He had grave doubts whether they would stay awake, but the next morning they swore that they had not closed an eye and had heard no disturbance. An examination showed no gum had been taken, but the wheelbarrow had vanished. Some one had visited the woods that night.

However, Joe thought that the thieves had probably been frightened away, and the next night he left the woods alone, with some uneasiness. It turned out all right, however; no cups were found missing, and as the following night had the same result Joe’s fear began to wear off.

The weather had remained hot, and the run of gum had been excellent. Within a few days there was enough for “dipping,” or collecting the contents of the cups. Mule teams came down from the camp with the dip-buckets and barrels, which were set down at intervals through the woods, and in the afternoon the dipping gang came in, and began the heaviest, hardest work of the turpentine harvest.

The wooden dip-buckets weighed thirty pounds even when empty, but the dipper moved at a trot from tree to tree, deftly scooping out the thick, whitish gum from the cups with a wooden paddle. When the bucket was full he poured it into the nearest barrel, and by night many of the barrels were nearly half full.

Joe was greatly delighted with this result, but when the dippers came in the next morning they found that some one had forestalled them. Fifty or sixty cups were missing from the trees, all of them ones that had been nearly full. A prolonged search failed to find any of them. Joe sent a hurry call to the camp for more cups. Mr. Burnam was not there, but the foreman managed to collect a few dozen, and Joe replaced as many of the missing ones as he could.

He had feared greatly for the safety of the partly-filled dip-barrels standing about the orchard, but an examination showed them all untouched. Perhaps they had been too heavy to handle; but Joe felt that they would have to be guarded in the future until they were hauled back to the still.

This mysterious lawlessness was intensely irritating and disturbing. It occurred to Joe that the thieves might possibly have come in a boat from the other side of the river, and he rode down to the shore to reconnoiter for tracks.

A heavy growth of willow, titi, and sycamore made a dense belt along most of the waterside. Usually he could not see the river until he was within twenty feet of it, and he rode along, peering through the thickets, scrutinizing the ground for tracks, till he came to a deep, narrow bayou that ran inland for about fifty feet.
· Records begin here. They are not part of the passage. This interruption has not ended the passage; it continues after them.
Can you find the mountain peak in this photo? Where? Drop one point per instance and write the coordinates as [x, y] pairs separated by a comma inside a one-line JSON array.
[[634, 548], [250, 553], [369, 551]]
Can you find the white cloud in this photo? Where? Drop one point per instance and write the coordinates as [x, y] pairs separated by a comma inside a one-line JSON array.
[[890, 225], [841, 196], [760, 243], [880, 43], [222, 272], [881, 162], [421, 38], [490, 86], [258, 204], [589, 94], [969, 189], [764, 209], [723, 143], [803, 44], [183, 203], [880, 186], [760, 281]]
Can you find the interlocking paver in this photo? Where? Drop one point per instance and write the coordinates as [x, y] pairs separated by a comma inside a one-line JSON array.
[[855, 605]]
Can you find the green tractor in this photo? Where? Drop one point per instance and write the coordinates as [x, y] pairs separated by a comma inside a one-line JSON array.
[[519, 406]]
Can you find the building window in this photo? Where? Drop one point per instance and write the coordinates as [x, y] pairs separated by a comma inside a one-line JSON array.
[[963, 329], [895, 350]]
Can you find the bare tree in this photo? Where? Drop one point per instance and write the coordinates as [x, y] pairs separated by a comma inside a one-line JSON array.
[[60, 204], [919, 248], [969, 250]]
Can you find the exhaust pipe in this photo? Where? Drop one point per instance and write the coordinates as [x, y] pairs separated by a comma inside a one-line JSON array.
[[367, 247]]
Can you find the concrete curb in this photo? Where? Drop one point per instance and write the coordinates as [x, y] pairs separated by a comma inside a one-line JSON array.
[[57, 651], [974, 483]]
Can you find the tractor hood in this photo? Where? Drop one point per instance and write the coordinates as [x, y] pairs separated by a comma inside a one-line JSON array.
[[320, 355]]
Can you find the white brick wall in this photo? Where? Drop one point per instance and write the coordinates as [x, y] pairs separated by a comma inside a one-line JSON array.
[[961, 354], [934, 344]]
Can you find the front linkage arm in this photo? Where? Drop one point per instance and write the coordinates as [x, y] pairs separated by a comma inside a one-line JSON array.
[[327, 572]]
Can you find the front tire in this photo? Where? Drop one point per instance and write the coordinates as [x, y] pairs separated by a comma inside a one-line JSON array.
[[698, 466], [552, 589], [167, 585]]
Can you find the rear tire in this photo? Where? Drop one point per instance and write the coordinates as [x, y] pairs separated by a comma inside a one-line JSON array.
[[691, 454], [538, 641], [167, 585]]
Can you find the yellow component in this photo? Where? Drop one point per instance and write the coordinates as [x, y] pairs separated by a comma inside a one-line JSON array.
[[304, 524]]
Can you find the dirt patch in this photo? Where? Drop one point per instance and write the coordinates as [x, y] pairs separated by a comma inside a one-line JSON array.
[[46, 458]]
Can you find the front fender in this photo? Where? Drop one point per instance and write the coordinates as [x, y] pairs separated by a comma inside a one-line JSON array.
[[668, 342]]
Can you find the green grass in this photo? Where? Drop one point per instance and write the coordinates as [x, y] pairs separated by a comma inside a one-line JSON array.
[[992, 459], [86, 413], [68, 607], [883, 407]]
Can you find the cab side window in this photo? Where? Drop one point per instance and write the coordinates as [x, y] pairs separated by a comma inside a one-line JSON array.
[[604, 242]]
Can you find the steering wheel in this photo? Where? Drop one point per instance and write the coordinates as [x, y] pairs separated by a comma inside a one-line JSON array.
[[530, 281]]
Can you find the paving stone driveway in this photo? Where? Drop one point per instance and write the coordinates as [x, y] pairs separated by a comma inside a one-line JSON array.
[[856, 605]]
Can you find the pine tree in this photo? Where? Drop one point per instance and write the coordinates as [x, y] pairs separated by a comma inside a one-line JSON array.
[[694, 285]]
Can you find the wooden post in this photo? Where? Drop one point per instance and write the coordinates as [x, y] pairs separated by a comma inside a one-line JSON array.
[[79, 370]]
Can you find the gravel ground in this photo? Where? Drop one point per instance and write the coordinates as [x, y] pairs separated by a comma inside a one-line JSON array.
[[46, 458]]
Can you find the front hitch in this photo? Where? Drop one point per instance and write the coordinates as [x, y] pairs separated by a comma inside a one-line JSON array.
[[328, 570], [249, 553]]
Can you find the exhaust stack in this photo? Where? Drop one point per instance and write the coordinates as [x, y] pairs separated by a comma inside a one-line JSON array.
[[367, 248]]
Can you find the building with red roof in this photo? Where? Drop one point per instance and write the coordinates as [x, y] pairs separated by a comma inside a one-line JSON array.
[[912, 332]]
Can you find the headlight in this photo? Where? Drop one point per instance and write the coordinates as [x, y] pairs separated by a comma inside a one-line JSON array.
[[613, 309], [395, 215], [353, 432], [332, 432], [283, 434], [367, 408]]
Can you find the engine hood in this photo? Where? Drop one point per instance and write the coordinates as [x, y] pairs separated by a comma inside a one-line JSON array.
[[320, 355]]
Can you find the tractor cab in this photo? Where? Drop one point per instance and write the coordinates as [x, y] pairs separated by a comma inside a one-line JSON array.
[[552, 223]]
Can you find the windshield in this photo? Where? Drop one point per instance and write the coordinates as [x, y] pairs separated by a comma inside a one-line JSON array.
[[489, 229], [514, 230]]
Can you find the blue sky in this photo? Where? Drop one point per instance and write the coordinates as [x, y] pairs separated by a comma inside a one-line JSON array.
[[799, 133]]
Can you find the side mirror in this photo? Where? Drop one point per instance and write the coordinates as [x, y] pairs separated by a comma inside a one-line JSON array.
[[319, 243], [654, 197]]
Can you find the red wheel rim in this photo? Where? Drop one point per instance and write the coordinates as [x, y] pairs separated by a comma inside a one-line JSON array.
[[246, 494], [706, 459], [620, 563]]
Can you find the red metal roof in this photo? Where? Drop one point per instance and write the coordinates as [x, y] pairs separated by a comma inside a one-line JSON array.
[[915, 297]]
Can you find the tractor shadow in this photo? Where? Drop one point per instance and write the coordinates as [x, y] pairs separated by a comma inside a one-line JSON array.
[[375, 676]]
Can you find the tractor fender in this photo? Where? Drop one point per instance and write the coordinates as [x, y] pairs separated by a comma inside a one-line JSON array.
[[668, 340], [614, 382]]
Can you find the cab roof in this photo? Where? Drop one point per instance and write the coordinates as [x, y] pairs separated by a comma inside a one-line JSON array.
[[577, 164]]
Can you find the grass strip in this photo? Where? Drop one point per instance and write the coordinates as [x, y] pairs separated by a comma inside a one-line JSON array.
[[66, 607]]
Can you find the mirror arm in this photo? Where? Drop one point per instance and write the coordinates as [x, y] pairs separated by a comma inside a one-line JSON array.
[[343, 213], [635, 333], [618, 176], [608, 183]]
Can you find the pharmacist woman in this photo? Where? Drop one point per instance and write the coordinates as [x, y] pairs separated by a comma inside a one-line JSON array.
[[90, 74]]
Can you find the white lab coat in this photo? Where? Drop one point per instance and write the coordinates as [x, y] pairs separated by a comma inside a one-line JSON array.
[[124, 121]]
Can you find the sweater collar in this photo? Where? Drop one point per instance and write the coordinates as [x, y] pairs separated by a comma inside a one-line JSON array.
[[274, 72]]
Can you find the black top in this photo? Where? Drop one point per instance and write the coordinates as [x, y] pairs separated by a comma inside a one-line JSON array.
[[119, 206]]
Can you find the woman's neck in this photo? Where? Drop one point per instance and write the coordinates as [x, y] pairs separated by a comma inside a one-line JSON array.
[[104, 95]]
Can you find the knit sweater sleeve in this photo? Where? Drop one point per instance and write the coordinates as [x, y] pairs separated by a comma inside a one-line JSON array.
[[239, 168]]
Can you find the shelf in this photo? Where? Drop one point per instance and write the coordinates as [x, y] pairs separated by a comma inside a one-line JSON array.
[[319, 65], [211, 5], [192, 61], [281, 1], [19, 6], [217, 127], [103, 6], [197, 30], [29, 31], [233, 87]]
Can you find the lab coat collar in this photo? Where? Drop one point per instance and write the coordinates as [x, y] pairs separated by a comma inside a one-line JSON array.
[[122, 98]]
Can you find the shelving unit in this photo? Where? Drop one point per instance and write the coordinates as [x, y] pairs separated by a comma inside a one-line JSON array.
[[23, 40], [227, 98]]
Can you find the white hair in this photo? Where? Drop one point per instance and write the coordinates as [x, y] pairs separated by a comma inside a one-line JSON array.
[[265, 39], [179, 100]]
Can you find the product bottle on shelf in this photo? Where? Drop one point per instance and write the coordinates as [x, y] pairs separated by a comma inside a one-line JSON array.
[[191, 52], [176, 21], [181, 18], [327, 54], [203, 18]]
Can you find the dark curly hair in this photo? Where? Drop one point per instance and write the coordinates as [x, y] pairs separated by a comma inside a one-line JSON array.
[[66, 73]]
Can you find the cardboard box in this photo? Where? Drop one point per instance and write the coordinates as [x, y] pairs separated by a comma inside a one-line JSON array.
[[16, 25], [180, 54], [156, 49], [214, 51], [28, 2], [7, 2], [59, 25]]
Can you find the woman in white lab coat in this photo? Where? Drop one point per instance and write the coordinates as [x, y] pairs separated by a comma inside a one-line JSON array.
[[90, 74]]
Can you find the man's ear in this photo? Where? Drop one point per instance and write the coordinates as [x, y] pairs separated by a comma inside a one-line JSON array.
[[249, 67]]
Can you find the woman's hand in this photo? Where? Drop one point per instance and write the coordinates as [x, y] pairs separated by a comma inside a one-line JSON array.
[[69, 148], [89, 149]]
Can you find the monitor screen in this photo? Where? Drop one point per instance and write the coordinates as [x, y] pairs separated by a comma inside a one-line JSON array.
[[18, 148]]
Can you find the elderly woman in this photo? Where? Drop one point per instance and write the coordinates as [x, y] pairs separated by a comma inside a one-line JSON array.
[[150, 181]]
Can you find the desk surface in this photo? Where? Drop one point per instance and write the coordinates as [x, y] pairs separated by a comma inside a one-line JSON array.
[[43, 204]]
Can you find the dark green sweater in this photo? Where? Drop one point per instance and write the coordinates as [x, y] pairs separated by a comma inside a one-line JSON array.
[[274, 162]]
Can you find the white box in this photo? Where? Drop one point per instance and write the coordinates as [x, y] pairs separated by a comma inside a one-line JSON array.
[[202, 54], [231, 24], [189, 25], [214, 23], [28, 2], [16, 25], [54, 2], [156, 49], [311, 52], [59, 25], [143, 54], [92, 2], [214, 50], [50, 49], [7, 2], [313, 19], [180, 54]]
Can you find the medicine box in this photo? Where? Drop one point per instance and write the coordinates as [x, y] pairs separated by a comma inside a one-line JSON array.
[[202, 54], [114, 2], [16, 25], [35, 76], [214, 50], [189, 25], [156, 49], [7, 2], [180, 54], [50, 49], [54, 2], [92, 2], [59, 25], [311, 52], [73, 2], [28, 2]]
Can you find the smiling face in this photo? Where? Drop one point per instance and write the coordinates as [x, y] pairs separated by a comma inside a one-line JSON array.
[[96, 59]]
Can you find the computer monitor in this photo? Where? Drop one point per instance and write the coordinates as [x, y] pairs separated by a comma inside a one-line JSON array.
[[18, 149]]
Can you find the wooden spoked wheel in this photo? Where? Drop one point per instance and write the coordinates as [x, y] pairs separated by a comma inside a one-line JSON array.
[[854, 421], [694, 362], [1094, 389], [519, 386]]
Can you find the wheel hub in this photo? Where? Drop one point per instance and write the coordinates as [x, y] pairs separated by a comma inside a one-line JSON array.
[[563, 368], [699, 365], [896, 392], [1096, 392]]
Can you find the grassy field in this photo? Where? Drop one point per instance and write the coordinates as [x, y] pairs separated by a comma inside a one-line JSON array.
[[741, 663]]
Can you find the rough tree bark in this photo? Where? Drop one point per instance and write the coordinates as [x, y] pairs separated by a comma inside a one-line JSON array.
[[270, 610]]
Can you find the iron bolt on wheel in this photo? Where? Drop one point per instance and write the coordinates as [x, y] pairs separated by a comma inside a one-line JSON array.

A few willows grew along its banks, and through them Joe spied the black houseboat that he had seen floating down the river several days before.

CHAPTER VI
DISASTER

For a minute or two he sat on his horse and scanned the black boat. It was certainly the boat he had seen before, and he wondered how she had been brought back against the stream. She must have hired a tow from the steamboat, and he wondered what had been the inducement. As before, no one was in sight. No smoke rose from the stovepipe that projected through the roof, and the door upon the little end deck was closed.